Q: You write mostly about the West, yet you’ve lived in New England for 17 years. Do you feel like a member of the New England literary scene or are you an outsider?

Cobb: I know a lot of writers around here, and a lot of them are good friends, but I don’t feel like I’m part of any New England literary scene. I’m here because this is where my job is, and I’ve grown to like being in New England. I’ve written about it a little, but mostly I write about the West. For some reason I’ve gotten stuck on Arizona history, which as a kid I was sort of embarrassed by it. It seemed hokey; the real stuff was happening in New York and Boston. Then when I finally got here all I could think about was Arizona and how wonderful and fascinating it was. After I finish this novel I’m going to write one about the Power Boys, who were draft evaders in Arizona in World War I and killed a couple of law men. And I’ve always wanted to write a book about Doc Holliday. I was approached by an agent who asked if I wanted to expand my story about Quantrill into a novel. [Editor’s note: William Quantrill was an anti-abolitionist raider from Missouri who frequently attacked communities in Kansas in the early 1860s.] At this point I don’t have a lot of interest in doing that, but I’m fascinated by Quantrill. He’s one of the great unknown people in American history, kind of a weird monster. I love the fact that one of the greatest mass killers in American history was a schoolteacher. My kind of guy.

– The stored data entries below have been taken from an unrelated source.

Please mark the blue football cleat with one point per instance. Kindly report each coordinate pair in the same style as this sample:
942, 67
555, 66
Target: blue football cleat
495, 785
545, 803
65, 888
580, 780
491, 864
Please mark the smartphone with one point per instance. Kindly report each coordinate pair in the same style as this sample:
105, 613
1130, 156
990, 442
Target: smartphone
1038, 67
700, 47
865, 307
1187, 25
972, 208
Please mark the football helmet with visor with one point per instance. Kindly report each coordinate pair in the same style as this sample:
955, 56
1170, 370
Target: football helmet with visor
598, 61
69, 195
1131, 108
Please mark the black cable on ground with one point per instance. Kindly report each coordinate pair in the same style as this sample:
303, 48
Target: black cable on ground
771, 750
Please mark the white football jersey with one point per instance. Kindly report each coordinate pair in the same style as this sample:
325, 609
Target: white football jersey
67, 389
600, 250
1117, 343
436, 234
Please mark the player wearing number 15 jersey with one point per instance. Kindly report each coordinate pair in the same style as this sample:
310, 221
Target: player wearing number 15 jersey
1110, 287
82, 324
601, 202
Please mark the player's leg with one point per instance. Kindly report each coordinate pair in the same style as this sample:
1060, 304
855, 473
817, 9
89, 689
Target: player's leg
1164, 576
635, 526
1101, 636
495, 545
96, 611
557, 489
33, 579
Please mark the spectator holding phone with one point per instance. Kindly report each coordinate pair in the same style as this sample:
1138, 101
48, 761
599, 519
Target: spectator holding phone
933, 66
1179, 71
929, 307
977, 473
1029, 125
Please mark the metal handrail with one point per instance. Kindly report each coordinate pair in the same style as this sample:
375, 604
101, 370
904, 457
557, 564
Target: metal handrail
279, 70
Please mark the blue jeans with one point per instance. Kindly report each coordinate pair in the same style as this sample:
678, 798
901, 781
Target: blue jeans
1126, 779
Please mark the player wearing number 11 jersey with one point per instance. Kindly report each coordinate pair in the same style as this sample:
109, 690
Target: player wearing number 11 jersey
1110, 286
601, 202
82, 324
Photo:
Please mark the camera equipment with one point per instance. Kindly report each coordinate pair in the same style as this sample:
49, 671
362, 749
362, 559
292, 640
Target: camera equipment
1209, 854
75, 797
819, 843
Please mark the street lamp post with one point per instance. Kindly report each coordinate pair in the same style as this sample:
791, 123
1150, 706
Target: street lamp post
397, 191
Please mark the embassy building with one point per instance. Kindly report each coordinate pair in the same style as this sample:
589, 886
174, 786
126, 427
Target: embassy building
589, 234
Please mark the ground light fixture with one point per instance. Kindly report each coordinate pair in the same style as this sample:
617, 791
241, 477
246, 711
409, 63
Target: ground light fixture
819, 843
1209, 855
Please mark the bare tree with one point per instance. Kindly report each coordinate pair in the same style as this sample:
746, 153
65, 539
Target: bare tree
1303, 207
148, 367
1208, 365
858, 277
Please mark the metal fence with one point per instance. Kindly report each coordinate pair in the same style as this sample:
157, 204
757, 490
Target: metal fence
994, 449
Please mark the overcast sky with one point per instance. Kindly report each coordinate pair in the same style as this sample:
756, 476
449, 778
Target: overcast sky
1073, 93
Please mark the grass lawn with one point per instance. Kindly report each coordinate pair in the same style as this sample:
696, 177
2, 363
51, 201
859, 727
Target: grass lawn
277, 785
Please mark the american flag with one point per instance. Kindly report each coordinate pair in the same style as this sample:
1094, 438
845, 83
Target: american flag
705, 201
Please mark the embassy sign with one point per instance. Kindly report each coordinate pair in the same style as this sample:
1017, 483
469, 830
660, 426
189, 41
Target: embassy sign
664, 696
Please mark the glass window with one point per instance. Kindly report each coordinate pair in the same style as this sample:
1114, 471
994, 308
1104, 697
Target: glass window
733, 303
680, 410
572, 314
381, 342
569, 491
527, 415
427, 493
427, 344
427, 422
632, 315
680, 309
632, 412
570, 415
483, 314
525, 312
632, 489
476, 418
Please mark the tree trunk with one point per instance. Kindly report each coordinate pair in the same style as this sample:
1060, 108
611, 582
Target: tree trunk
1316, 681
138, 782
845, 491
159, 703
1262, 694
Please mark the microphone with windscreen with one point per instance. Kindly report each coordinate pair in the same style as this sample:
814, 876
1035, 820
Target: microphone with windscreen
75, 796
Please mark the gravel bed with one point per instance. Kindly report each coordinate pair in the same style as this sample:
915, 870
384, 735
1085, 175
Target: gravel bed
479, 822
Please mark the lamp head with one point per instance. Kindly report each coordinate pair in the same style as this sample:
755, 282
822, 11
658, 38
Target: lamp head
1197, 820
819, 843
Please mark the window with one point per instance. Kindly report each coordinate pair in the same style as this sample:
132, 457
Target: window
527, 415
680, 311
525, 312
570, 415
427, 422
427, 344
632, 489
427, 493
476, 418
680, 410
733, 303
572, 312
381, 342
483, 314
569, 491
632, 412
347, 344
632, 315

Q: Would you ever consider writing more commercial historical fiction?

Cobb: I’ve thought about it, about writing a history of the southwest. There is a big gap left by Louis L’Amour and Elmer Kelton. Kelton was okay. L’Amour wasn’t much. But I don’t have a lot of interest in those guys and their romanticization of the West. I’ve always been a kind of anti-romantic in my writing.

Q: How do you rate the state of recent fiction?

Cobb: It’s pretty good, despite the fact that the publishing industry basically stinks. There are an enormous number of good writers about there. A lot of that is due to the influence of the creative writing programs. The publishing industry is changing a lot. I think a lot of the publishers are going to collapse under their own weight. There are a lot of people getting published in these little presses now.

Q: What is fiction for?

Cobb: Two things: entertainment and for figuring stuff out. There is this deep human need to tell and be told stories. But the reason we write fiction is to figure stuff out. You don’t write because you know stuff; you write because you want to find something. That’s what keeps writers going, and it sort of works for readers too. A lot of times you read fiction because you want to find stuff that you don’t know.